• Stop-a-fly

  • Photographer: concept, styling, and on-location shoot in a camp ground setting.

  • Website & Social Media Content

  • Stop A Fly was a newly launched Australian product, a 100% Australian-made beverage protector designed for camping, backyard parties, fishing, festivals, and the great outdoors. As a startup entering the market, they needed authentic lifestyle photography that would introduce the brand to their audience and stop the scroll on social media.

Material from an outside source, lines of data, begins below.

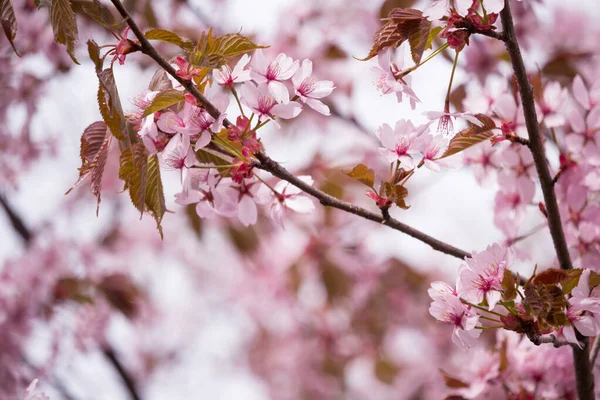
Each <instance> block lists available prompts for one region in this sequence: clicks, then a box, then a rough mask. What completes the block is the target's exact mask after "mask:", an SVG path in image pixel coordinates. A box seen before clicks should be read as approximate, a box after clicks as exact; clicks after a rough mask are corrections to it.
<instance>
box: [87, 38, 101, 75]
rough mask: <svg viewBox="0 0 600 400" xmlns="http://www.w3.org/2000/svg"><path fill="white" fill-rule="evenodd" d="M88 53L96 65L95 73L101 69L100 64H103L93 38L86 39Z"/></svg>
mask: <svg viewBox="0 0 600 400" xmlns="http://www.w3.org/2000/svg"><path fill="white" fill-rule="evenodd" d="M87 44H88V54H89V55H90V60H92V62H93V63H94V66H95V67H96V73H98V72H100V71H102V66H103V64H104V60H103V59H102V58H101V57H100V47H99V46H98V44H97V43H96V42H94V41H93V40H91V39H90V40H88V43H87Z"/></svg>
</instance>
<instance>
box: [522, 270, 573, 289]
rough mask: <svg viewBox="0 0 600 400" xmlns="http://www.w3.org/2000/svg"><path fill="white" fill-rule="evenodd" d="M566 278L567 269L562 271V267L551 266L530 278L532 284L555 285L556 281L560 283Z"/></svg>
mask: <svg viewBox="0 0 600 400" xmlns="http://www.w3.org/2000/svg"><path fill="white" fill-rule="evenodd" d="M566 278H568V275H567V271H564V270H562V269H555V268H551V269H547V270H546V271H544V272H540V273H539V274H537V275H536V276H535V277H534V278H533V279H532V280H531V282H532V283H533V284H542V285H556V284H558V283H561V282H562V281H563V280H565V279H566Z"/></svg>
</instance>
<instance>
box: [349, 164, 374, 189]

    The creative direction was inspired by iconic Australian outdoor campaigns - think BCF, Great Northern, XXXX Gold. Real settings, relaxed energy, cold drink in hand. The brief called for images that felt genuinely Australian: dusty, sun-lit, unhurried. The kind of afternoon where a fly in your beer is a real problem worth solving.

    Photography was produced for use across Instagram and Facebook to support the brand's launch phase and build early community engagement.

  • Your Plan Manager

  • Communications & Information Officer

  • Staff portrait photography for “Meet The Team” page on their website

  • Your Plan Manager wanted to put a human face to their team with a dedicated Meet the Team page on their website. The brief was simple but genuinely challenging to execute: black and white portraits that felt fun, friendly, and completely natural. No stiff corporate headshots. No forced smiles at the lens.

    Team members were encouraged to just be themselves — look away, laugh, show a side profile, hand to the face mid-giggle. Whatever felt natural. The goal was to capture real personality rather than a posed performance, which is one of the hardest things to achieve in portrait photography. People freeze in front of a camera, and getting genuine, relaxed expressions out of a group of colleagues requires as much people skill as it does technical ability.

    The results were warm, cohesive, and authentic — exactly what a Plan Management organisation needs when it wants its audience to feel like they already know the team before they've picked up the phone.

  • Locations
    Snapper Rocks · Hiroshima · Ginza · Yamazaki · Kyoto ·

  • A personal collection of travel images captured across Japan and the Gold Coast. No brief, no client, just a camera and an eye for the quiet moments that happen inside the loud ones.

    There's a man alone with his thoughts on a Kyoto rooftop. Two children caught in a rare beat of stillness between bursts of play. The warmth of the Yamazaki Whisky Distillery. The Louis Vuitton store in Ginza, snapped in a brief gap in the foot traffic after waiting patiently for the street to clear. Our accommodation in Hiroshima, the Kiro Hotel. And back home, a lone surfer walking the beach at Snapper Rocks on a cold winter morning.

    I'm drawn to stillness amongst the chaos of everyday life, the pause between the moments, the breath before the next thing happens. That's what I'm always looking for through the lens.

  • The Craft Parlour

  • Photographer: personal project, candid and lifestyle photography

  • Optional Social Media Content

  • Sometimes the best work happens when there's no brief at all.

    I attended a workshop at The Craft Parlour, Burleigh Heads with my Canon camera and spent the afternoon making pottery and shooting, the space, the making, the moments between. The kind of unhurried, observant photography that's only possible when you're there as a guest rather than a hired hand.

    The images capture the warmth and texture of a craft workshop environment, hands at work, materials, light, the feeling of a creative afternoon. I shared them with the owner afterwards and a few have since appeared on their social media pages.

  • Webster Browne

  • Photographer: concept, styling, and shoot.

  • Website and social media content

  • A Brisbane-based residential builder needed photography that showed the technical and considered side of the trade, not just the finished product, but the work that happens before a single nail goes in. The focus was on to-scale technical drawings: detailed, precise, and the kind of image that quietly communicates professionalism to a prospective client.

    The challenge with trade photography is making the unglamorous parts look compelling. Technical drawings on a desk aren't an obvious hero shot, but with the right framing, light, and perspective they tell a story about craft, care, and attention to detail that a photo of a finished house simply can't.

    Images were produced for use across the client's website and social media channels.